So, with that, I want to invite Pranay to the stage with me, Pranay, Welcome! Where do you join us from today?
Hey Jonah, thanks for inviting me! I am currently in Bangalore, pretty cool weather here.
Nice! Great! Awesome to see.
I've spent quite a bit of time in your city over the years but it's been a little while. I'm sure it's continuing to boom with the tech explosion going on…
Oh yeah, interesting when were you here in Bangalore?
Yeah, I mean I had a team there quite some time ago when I was at Thompson-Reuters and then also at App Dynamics, we have had a pretty big presence over there.
So I have watched the change over the years from the early parts of the tech boom into the new modern stuff and a lot of innovators like yourselves that are building new startups in Bangalore.
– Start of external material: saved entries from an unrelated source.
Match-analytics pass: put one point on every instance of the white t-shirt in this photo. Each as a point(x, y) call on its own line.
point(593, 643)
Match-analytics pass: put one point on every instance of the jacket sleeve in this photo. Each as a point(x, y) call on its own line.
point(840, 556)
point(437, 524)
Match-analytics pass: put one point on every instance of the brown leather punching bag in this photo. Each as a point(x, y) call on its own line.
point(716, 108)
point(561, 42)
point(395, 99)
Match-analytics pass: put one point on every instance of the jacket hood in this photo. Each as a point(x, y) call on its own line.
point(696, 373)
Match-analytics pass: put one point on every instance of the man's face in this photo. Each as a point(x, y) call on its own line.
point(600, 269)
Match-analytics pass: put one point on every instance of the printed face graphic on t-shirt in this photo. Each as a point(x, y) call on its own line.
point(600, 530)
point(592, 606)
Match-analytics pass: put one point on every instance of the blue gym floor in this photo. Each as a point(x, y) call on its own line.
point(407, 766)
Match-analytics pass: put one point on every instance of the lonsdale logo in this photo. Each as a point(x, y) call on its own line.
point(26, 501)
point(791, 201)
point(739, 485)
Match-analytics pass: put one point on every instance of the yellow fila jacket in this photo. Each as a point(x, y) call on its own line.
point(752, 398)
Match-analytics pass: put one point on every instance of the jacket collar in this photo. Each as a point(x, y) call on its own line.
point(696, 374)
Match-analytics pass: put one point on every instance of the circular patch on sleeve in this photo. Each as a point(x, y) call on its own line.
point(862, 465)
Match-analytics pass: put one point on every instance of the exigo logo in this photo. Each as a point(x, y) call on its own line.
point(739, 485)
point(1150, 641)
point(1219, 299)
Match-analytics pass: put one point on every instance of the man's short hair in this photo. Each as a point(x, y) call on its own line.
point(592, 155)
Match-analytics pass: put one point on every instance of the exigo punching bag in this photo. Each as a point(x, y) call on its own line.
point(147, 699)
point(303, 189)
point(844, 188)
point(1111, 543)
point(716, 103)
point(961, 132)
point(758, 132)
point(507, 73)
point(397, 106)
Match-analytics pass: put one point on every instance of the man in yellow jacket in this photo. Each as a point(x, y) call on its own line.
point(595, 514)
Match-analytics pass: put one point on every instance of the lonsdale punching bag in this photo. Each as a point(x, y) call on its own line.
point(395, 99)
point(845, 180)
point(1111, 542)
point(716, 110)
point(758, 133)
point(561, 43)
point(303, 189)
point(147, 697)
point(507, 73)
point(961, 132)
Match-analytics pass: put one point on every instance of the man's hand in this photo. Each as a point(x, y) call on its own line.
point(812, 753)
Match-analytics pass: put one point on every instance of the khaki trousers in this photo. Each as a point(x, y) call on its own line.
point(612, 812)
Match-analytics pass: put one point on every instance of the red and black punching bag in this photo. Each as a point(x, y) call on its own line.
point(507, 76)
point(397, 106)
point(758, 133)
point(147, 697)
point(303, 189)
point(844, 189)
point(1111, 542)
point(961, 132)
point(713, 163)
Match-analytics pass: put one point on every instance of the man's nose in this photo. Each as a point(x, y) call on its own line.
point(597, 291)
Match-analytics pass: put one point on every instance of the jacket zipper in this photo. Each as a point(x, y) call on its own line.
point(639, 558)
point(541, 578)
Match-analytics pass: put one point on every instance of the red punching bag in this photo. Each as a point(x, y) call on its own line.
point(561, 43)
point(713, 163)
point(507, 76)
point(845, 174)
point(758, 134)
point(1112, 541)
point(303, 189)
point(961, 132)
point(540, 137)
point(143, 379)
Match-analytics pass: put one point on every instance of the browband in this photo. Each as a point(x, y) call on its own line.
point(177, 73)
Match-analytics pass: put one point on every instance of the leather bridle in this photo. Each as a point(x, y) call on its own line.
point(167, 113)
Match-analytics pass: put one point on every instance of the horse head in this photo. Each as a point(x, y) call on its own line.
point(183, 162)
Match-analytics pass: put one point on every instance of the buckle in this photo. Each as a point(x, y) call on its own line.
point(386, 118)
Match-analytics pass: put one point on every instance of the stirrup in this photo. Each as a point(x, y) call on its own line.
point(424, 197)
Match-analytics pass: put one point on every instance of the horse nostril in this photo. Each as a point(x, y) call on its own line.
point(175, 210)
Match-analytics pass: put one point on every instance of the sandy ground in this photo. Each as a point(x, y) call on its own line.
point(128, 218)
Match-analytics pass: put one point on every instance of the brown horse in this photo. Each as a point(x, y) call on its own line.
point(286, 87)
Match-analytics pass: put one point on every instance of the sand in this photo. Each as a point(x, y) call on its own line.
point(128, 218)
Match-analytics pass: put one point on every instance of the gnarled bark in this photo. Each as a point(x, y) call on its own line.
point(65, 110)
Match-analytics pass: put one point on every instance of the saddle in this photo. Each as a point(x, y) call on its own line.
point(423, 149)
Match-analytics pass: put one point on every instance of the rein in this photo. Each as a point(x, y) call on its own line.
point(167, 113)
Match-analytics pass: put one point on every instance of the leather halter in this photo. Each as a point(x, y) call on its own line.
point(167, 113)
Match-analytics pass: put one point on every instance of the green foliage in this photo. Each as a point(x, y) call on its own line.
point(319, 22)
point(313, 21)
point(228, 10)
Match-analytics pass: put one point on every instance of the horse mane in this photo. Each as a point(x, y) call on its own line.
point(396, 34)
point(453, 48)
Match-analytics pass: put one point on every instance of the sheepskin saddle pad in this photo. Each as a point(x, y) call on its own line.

It's a very hot area for tech so it's great to see that.
Yeah, so we are also seeing lots of new companies coming up and I think we are, as the ecosystem matures taking a lot of inspiration from the silicon valley ecosystem, and I'm seeing new startups in new areas.
Earlier we didn't have startups, for example in dev-infra but now, we have dev tools and all, now we're seeing more and more startups in those areas, us being one of them, so pretty exciting times.
Awesome man! So can you give us a little intro on yourself and what your journey was like bringing getting up to the SigNoz creation?
I am one of the co-founders at SigNoz, primarily an engineer by heart ❤️
I and my co-founder both are electrical engineers, and that's why we worry a lot about signals and noise, so that is the origin of the name SigNoz, signals versus noise.
After engineering, I worked for a couple of years as a Software Engineer, working primarily in machine learning, and image processing, so more on the computer vision kind of things, and enjoyed working there.
Post that, I worked for Microsoft as a Product Manager, I was working in the CRM dynamics team, and before starting SigNoz, I was leading product teams at the startup, here in Bangalore and that's where we got the understood the problem statement itself that what's observability and like why it is very important.
So I was leading the product team here and the engineering team was working with me and we would get calls from the customer care team that “Hey, something is wrong in the app, how do you solve it fast?” and whenever such things happen it's like usually fire in the hair problem, you need to solve it now.
And we didn’t have any observability tooling in place at that time. So every time an issue happened we had to go into a war room mode to figure out what was causing the issue.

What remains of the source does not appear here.